Once Barbara had happened upon Krystin in the family room, pouring over a half dozen family albums, ripe with photographs of the dead. Some of the pictures were recent, even, displaying Krystin, laughing, for once, standing beside her parents. Barbara saw her dead daughter, then alive, and the crisp lines of her tailored clothing, the balance of sharpness and compassion in her celery eyes, the sheen and thickness of her chestnut hair. Barbara saw her daughter shining through Krystin. She did not see herself shining through Krystin. She wondered vaguely if they were even related as she backed out of the room. She could see in her granddaughter’s eyes as she looked up with lukewarm contempt that she was wondering the same thing.

Barbara’s collection of romances grew. It spilled over into the bottom drawer of the guest room bureau. She kept her clothes in there as well, now, sweatpants and loose-fitting tee shirts. The bedspread was still cream and there were no pictures on the walls. She was still a guest to the house. She still referred to the room as the guest room.


Krystin found the collection of romance novels one day. Barbara entered the house to find the guestroom door ajar, a sound of general rummaging coming from within. She stood in the door frame and felt her stomach churn a little.

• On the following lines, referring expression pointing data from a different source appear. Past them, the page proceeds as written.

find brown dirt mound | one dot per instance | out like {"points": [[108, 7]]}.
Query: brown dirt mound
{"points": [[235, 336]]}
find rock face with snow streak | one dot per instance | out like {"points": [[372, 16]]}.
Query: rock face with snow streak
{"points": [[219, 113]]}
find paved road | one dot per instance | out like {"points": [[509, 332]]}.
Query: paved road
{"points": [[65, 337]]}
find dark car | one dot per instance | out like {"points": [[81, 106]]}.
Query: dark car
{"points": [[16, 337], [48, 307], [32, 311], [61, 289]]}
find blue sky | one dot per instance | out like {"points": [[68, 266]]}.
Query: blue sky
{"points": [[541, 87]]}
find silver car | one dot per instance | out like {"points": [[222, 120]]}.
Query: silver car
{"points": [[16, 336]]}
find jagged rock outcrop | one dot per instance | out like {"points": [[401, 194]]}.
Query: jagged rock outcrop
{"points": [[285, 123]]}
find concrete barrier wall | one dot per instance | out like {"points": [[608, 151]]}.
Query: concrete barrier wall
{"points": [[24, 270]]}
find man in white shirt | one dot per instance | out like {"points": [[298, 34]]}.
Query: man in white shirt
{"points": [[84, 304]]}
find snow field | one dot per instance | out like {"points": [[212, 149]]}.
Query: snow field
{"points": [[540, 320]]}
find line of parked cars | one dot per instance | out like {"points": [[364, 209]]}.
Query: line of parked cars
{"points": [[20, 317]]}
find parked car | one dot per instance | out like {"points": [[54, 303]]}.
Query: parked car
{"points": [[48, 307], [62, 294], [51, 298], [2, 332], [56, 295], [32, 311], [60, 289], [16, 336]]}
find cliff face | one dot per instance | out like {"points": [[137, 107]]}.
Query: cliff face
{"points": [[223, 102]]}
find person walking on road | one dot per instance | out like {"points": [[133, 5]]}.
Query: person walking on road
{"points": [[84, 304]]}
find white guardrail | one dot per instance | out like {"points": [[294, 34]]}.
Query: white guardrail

Krystin perched upon her bed, The Shiek’s Baby in her hands. Other titles—Expecting the Sultan’s Mistress, The Policeman’s Lady—were strewn on the bed, on the floor, flung about, seemingly, with reckless abandon and perhaps disgust. Krystin looked up with a start when she became aware of Barbara’s presence. But she was not ashamed.

“You collect these?” Disgust. Contempt. She saw:

A buxom maiden being carried to bed in her lover’s arms, a shirtless, bronze man riding bareback, rushing to save the helpless heroin. And Barbara, a late middle-aged woman who’d fucked but thrice in her barren life, who had kissed but one man and had never loved fully, as she’d carried on in search of that perfect, romantic, Harlequin love.

She wanted to tell Krystin that she was not dirty, that the novels were all she had, that there was no shame in reading them, that she was a grown woman. And moments before she might have believed just that. But it was too late. Looking into her graddaughter’s incredulous blue eyes, she knew she was everything Emily believed her to be, everything Emily’s mother before her had believed Barbara to be: a detached woman, a boring woman, a woman afraid to take a chance or stand up and fight or defend. She was nothing. She had nothing. She said nothing.

Emily rose from the bed after a moment, letting The Sheik’s Baby fall to the ground like the trash that it was.

“That’s disgusting,” she said, meeting Barbara’s eyes as she exited the room, bound for better things than novels read in one undisturbed evening, leaving but longing in their wake, better things than fear of more than a pinch of spice.

That night Barbara threw out her collection of romance novels. She’d been harboring it for years. She threw it out because she knew it was wrong, disgusting, perverted. But after she threw it out, she had less than nothing. She hadn’t even the unfulfilled promise of something better.